English, due to its current importance as the international language, has lost that element and has replaced it with a different spirit, which at this point cannot really be defined as liberal. French also suffered that fate as France broke away from its tradition, but due to the reduced area in which it is normally spoken, it keeps some traditional spirit, but its differences show (think of Québécois vs. African French, the one derived from the language of Ancien Régime, the other from the colonial language of the Third Republic, itself a successor to various Revolutionary and Napoleonic regimes).

That does not happens with religion, with Christianity when it comes to my Protestant and Orthodox friends, and with Catholicism with my fellow Catholics. We all share the same Nicene faith and thus “speak” that same “language“. Some might be more intellectually inclined than others but that does not change our belonging to a same group that transcends local bounds.

I can think of maybe two examples in history of polities in which my case might not be such an oddity, and those are, fittingly, in the Habsburg monarchy and in the Polish-Lithuanian Commonwealth. In the first, what managed to unite Germans, Hungarians, Czechs, Croats… for almost five centuries was their common Catholic religion and its political manifestation in the figure of the Emperor and his dynasty.

In the second, there was a more complex arrangement, of political nation, people and origin in some cases, which was key to integrate the different ethnicities composing this mosaic republic. Such arrangement was illustrated by formulas such as Natione Polonus, gente Prussicus/Ruthenus…, and sometimes also origine Judaeus, for example.

But what ultimately kept together this Polish-Lithuanian identity was its Catholic faith, even if the Commonwealth was highly tolerant of other religions. Catholicism was a central element of its political constitution and so was the basis of its culture, alongside the ideology of Sarmatism in its ruling aristocracy.

I don’t try to stress the element of religion too much, because after all, we live in a secular age, and religion tends to be overlooked in the public sphere, out of spite, fear or simply of ignorance. But it reassures me and gives me solace when a nationality and a language cannot support my needs for belonging, broken away by the intricacies of a diverse background and even more diverse life circumstances.

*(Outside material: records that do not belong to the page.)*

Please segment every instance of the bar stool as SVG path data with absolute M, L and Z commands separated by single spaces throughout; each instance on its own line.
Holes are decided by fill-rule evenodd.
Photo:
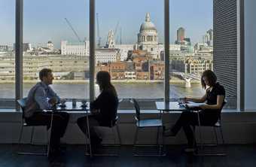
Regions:
M 160 128 L 162 128 L 163 130 L 163 120 L 161 119 L 161 116 L 159 119 L 141 119 L 140 117 L 140 107 L 139 105 L 138 102 L 135 99 L 131 99 L 130 102 L 132 102 L 134 105 L 136 109 L 136 131 L 134 136 L 134 141 L 133 141 L 133 147 L 134 147 L 134 156 L 163 156 L 166 154 L 163 153 L 163 145 L 164 145 L 164 140 L 163 136 L 162 134 L 162 144 L 159 144 L 159 137 L 160 137 Z M 157 128 L 157 145 L 136 145 L 137 138 L 138 138 L 138 132 L 140 129 L 145 129 L 145 128 Z M 157 154 L 140 154 L 138 153 L 136 151 L 136 147 L 139 146 L 142 147 L 152 147 L 157 146 L 158 147 L 158 153 Z
M 22 111 L 22 119 L 21 119 L 21 129 L 20 132 L 20 137 L 19 137 L 19 143 L 18 143 L 18 150 L 20 150 L 20 142 L 21 142 L 21 138 L 23 136 L 23 129 L 24 127 L 32 127 L 32 132 L 30 135 L 30 144 L 33 144 L 33 138 L 34 138 L 34 131 L 35 131 L 35 126 L 44 126 L 46 130 L 46 134 L 47 134 L 47 147 L 45 152 L 42 153 L 35 153 L 35 152 L 18 152 L 18 154 L 23 154 L 23 155 L 35 155 L 35 156 L 48 156 L 49 154 L 49 149 L 50 149 L 50 141 L 49 141 L 49 137 L 48 137 L 48 132 L 47 132 L 47 126 L 35 126 L 35 125 L 29 125 L 26 123 L 25 120 L 25 116 L 24 116 L 24 111 L 25 111 L 25 107 L 26 107 L 26 102 L 27 98 L 23 98 L 21 99 L 17 100 L 17 102 L 21 108 Z
M 218 120 L 218 121 L 214 124 L 214 125 L 203 125 L 201 124 L 200 122 L 200 112 L 201 111 L 198 110 L 198 111 L 194 111 L 195 112 L 197 113 L 197 120 L 198 120 L 198 125 L 194 126 L 194 141 L 196 141 L 196 126 L 198 126 L 199 129 L 199 135 L 200 135 L 200 150 L 203 151 L 203 150 L 204 150 L 204 146 L 218 146 L 218 135 L 217 135 L 217 129 L 219 129 L 219 132 L 221 133 L 221 141 L 222 141 L 222 144 L 225 144 L 224 140 L 224 137 L 223 137 L 223 131 L 222 131 L 222 126 L 221 126 L 221 113 L 222 111 L 223 107 L 225 105 L 225 104 L 227 103 L 227 101 L 224 100 L 224 102 L 222 104 L 222 107 L 221 108 L 220 111 L 220 116 Z M 215 135 L 215 141 L 216 144 L 205 144 L 203 143 L 203 139 L 202 139 L 202 132 L 201 132 L 201 127 L 204 126 L 204 127 L 212 127 L 212 129 L 214 131 L 214 135 Z M 205 151 L 203 151 L 203 153 L 194 153 L 194 155 L 196 156 L 227 156 L 227 153 L 206 153 Z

Aside from religion, I have found a similar vibe and a similar sense of belonging in shared politics, but since politics are derived from culture, and culture (from cult) is derived from religion, it always leads the way to the same idea.

I am far too deep into life and with some many layers of complexity added to keep clinging to the definition of been a Third Culture Individual, and by principle, I reject cosmopolitanism, due what it means and what it does to people and cultures. I stand by my cultural statelessness, and I hope that at least through religion, I can find some mirage of belonging.